Du XIIIe au XVe siècle, la production des moulines de cet espace sidérurgique a alimenté un marché à l’échelle de la sphère locale mais aussi à une échelle plus lointaine. Les échanges de minerais et de produits sidérurgiques, ainsi que leur diffusion, ont été pressentis par les sources historiques. Afin de préciser ces échanges, il est intéressant d’étudier l’origine de fers retrouvés en Ariège mais aussi en dehors de l’espace sidérurgique. Nous testerons ainsi l’hypothèse de la présence de fer ariégeois à Capestang.
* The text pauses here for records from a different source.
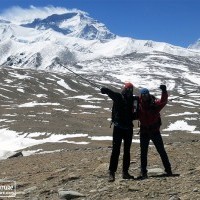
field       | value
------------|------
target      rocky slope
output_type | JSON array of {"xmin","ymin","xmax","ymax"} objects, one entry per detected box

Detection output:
[{"xmin": 0, "ymin": 134, "xmax": 200, "ymax": 200}]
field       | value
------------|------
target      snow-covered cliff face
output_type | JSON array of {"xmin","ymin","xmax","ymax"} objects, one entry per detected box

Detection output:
[{"xmin": 188, "ymin": 39, "xmax": 200, "ymax": 50}]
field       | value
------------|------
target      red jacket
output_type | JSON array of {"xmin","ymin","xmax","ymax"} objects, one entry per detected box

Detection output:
[{"xmin": 139, "ymin": 92, "xmax": 168, "ymax": 129}]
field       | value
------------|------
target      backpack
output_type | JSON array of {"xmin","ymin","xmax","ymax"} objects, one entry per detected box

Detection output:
[{"xmin": 110, "ymin": 96, "xmax": 139, "ymax": 127}]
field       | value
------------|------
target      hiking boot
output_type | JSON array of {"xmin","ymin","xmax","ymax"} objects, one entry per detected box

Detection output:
[
  {"xmin": 137, "ymin": 172, "xmax": 148, "ymax": 180},
  {"xmin": 122, "ymin": 172, "xmax": 134, "ymax": 179},
  {"xmin": 108, "ymin": 171, "xmax": 115, "ymax": 182}
]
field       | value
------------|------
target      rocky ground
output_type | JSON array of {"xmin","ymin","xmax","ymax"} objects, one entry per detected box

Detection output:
[
  {"xmin": 0, "ymin": 68, "xmax": 200, "ymax": 200},
  {"xmin": 0, "ymin": 134, "xmax": 200, "ymax": 200}
]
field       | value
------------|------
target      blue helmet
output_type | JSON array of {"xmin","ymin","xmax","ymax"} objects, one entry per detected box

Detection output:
[{"xmin": 140, "ymin": 88, "xmax": 149, "ymax": 94}]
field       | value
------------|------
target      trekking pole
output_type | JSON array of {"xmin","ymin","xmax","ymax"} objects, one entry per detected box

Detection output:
[
  {"xmin": 169, "ymin": 89, "xmax": 199, "ymax": 101},
  {"xmin": 60, "ymin": 63, "xmax": 101, "ymax": 89}
]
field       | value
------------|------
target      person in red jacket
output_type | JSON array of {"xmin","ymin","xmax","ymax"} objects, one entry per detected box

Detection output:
[{"xmin": 139, "ymin": 85, "xmax": 172, "ymax": 178}]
Pour ce faire, il apparaît légitime de

« pister » la signature ariégeoise dans les éléments ferreux utilisés pour la construction d’édifices rattachés à la ville.
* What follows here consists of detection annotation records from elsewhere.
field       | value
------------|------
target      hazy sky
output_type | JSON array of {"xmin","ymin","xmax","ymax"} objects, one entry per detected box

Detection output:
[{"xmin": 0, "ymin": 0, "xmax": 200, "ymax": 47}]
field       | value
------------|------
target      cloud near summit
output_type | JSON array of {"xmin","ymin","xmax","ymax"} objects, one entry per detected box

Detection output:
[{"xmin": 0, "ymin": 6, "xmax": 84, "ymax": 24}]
ƒ L’étude de l’approvisionnement en fer dans la construction monumentale : le Palais des Papes (aux confins de plusieurs espaces sidérurgiques dont la Lombardie et l’Ariège)

Les sources historiques apportent un éclairage sur le marché des produits sidérurgiques à Avignon et sur les différentes fournitures envisageables des fers d’œuvre du Palais des Papes. Ce bâtiment se situe dans la zone de diffusion commune de plusieurs espaces sidérurgiques dont l’Ariège et la Lombardie. Cette étude permettra d’apporter des indices

sur l’approvisionnement des chantiers du palais par l’analyse de certains fers de construction.
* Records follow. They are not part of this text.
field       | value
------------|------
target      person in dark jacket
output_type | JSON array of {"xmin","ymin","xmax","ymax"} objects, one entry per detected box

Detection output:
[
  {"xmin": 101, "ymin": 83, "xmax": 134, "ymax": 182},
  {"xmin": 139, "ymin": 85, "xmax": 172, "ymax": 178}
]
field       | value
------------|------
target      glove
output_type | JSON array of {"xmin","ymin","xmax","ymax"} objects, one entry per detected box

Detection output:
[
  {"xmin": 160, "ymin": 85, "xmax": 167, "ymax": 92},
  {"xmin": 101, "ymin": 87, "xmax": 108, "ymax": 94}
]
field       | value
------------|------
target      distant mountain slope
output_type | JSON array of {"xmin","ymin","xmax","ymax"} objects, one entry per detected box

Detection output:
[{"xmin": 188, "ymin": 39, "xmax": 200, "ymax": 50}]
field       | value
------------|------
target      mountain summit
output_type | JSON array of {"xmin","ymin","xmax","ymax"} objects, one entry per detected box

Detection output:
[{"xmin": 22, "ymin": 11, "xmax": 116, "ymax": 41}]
ƒ L’étude de la compatibilité d’une origine donnée : les armures dites lombardes Nous vérifierons l’origine d’échantillons d’armures pour lesquelles une provenance lombarde a été attribuée à partir d’une étude stylistique.

♦ Pour répondre aux objectifs fixés, cette étude s’appuiera sur les points suivants :

ƒ La mise en place d’un corpus de référence pour définir la signature chimique des espaces étudiés (Ariège et Lombardie) : les minerais, les déchets et les produits issus de sites archéologiques des espaces sidérurgiques ariégeois et lombard seront analysés. Les échantillons d’une réduction expérimentale seront également étudiés afin de préciser le comportement des éléments lors de la réduction du minerai. Ce corpus permettra in fine de caractériser les bassins sidérurgiques et de pister la signature dans les inclusions des objets.

Pour l’étude du marché ariégeois, des objets ferreux d’origine inconnue de différents sites archéologiques en Ariège seront sélectionnés.

ƒ L’utilisation de méthodes expérimentales adaptées à l’analyse d’échantillons macroscopiques (minerais et scories) et microscopiques (inclusions dans les objets) : en plus des méthodes conventionnelles, des techniques adéquates devront être employées pour l’analyse des éléments traces. Une méthode spécifique à l’analyse des plus petites inclusions devra être développée (cas des armures par exemple). Le détail des méthodologies et des techniques expérimentales utilisées sera présenté dans le chapitre suivant.

ƒ Enfin, comme cela a déjà été vu, la mise en place d’une méthodologie basée sur l’approche multivariée et son emploi pour résoudre les questions à caractère historique que nous venons de poser.